The pair strikes up a friendship and once they get out of jail Turk introduces Simon to some of his friends starting with a hipster named Hercules (Gerald York) who pays Simon to perform at a party he's hosting. While he's at the party, he meets a cute little number named Linda (Brenda Scott) with a penchant for dope who also happens to be the daughter of the local district attorney. As time moves on and Simon becomes a bigger and bigger part of the scene, he does a few favors for some of the players but when Simon gets screwed over on a payment owed to him he proves that his powers are no joke. He and Linda indulge in some bizarre ceremonies and soon a narcotics officer is trying to frame Simon. This doesn't go over so well and it forces Simon to cast a few spells to exact his revenge and save his own skin.

Not so much the straight up horror movie that the trailer and packaging make it out to be, Simon King Of The Witches is a trippy film whose success lies on Prine's excellent lead performance and on a few key set pieces involving occult rituals. The character development and plot aren't particularly strong but Prine is good enough that he does make for a fascinating character and the periodic doses of 'magik' give the picture enough visual flair that it is a fairly entertaining movie. Prine's Simon is much more of a beatnik/reclusive hippy than threatening black magician and he's not really the villain of the film as the marketing campaign might have you believe. There's also a strange comedic vibe running through the film involving some of Turk's sexual escapades and some of Simon's smart ass dialogue.

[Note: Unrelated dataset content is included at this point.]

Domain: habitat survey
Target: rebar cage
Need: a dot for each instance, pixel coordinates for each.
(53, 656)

Highlighted by a strange scene of ritual involving naked ladies and a goat, Simon King Of The Witches is more psychedelic than frightening but it's never the less quite an enjoyable and entertaining seventies cinematic oddity. The camerawork is stylish and at times surrealist and the optical effects used in a couple of scenes are the weird icing on an already very strange cake.



Simon King Of The Witches looks good on this DVD, presented here in what looks like its original aspect ratio framed at 1.78.1 and enhanced for anamorphic sets. There is some grain and a bit of mild print damage throughout but the key word here is minor, as it isn't ever really distracting or annoying. Some mild shimmering pops up now and again but color reproduction looks good and there aren't any issues with mpeg compression artifacts or heavy edge enhancement.

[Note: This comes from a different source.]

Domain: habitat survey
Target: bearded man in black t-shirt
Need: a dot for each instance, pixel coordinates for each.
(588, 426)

The English language Dolby Digital Mono track comes with optional subtitles in English only. The quality of the track is decent and while there is a bit of background hiss present in some spots, it never comes close to overpowering the dialogue or the fantastic score from Stu Phillips (best known for Beyond The Valley Of The Dolls).


The first, and most interesting, supplement on this release is a featurette entitled Simon Says (16:52) that is essentially a sit down chat with the film's star, Andrew Prine. This is an interesting look at Prince's work on the film as he talks about how and where he got the inspiration for the way that he played the part in the film as well as what it was like working with his real life wife Brenda Scott as well as with Bruce Kessler.

After that, check out Making White Magic (11:57), an interview with the film's director Bruce Kessler (that looks like it was probably shot at the same time as his featurette on The Gay Deceivers judging by the location). The seemingly always jovial Kessler discusses the film and its history with good humor and he talks about how he came on board the project, why he wanted to make this film, and about its release history.

Rounding out the extras are the films original theatrical trailer (0:59, in anamorphic widescreen, no less), a vintage radio spot (0:58) that plays out over a slideshow of lobby cards and one sheets, some super cool animated menus and chapter selection.

Final Thoughts:

Simon King Of The Witches is a wild mix of seventies psychedelics and occult quirk that makes for a truly quirky watch. Andrew Prine is great in the lead and the film might work better as a cultural artifact than an actual horror picture but regardless, it remains an interesting and well made movie and Dark Sky has done a very nice job on the DVD debut.